Sit quietly for a moment and tune into your true core self. “What’s that?” you may ask. It’s the name I give for that part of you which is at your center, the part which lies at the root of who you are. Some call it their grounding center, some their center of peace. You may have an inkling of this place, indeed you may tune into it often, or it might be totally foreign to you.
I believe that we all possess, in our deepest core, a vital part of our being that can be of enormous help in our day-to-day lives. This true core self knows what is best for us, if it is but listened to. This true core self is wise and it is gentle. And it is always there for us.
You might ask your true core self what to do in a particular situation. For example, you may dislike your current job and want to leave it, yet feel like you can’t make a change. You might feel stuck in a relationship. Tap into your innermost being and hear what it says. The way I do this is to close my eyes and turn my attention inward to my core body, in my lower abdomen. I relax my shoulders and jaw. I breathe deeply. My self knows. I feel clearer. My self knows what is best for me.
If you try this, you may feel that anxiety or depression is at your center. Your life may be overwhelming right now, or you may be experiencing difficult things. Yet anxiety or sadness is not your center. You are, your true core self.
Paradoxically, these things are your friends. Anxiety has helped keep you alert for danger. Depression has forced you to rest when things have been too much. Love those sides of yourself. Then gently move them from your center so that You can be seen and heard.
Be curious about your true core self. Sit quietly with your eyes closed. Go inward. If you feel anxious, be grateful for it, then set it quietly aside for just a few minutes. If you feel sad, ditto. Who or what is there? What is it saying? Your true core self is always there for you. It may take some digging to find it. Meditation can help the discovery. Journaling can. Simple desire can. You will know the fruits by the peace you experience. Try to tune into this peace and hear what it is telling you.

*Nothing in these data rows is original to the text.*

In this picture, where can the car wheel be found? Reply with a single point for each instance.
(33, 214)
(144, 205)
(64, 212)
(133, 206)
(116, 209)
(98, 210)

You may find yourself distressed or frightened when seeking this peace. Sometimes our true core selves are sheathed in protective armor which can be difficult to dismantle on our own. Old traumas can resurface along with our adaptive reactions. I urge you to seek professional support if this is the case.
This way of thinking – call it an approach, a metaphor, a reality, a lens – has been helpful to me and many of my clients. Perhaps this writing will make you curious about tuning into your inner self, and propel you to further exploration. Perhaps this exploration will lead you to greater self knowledge and peace, my wish for all.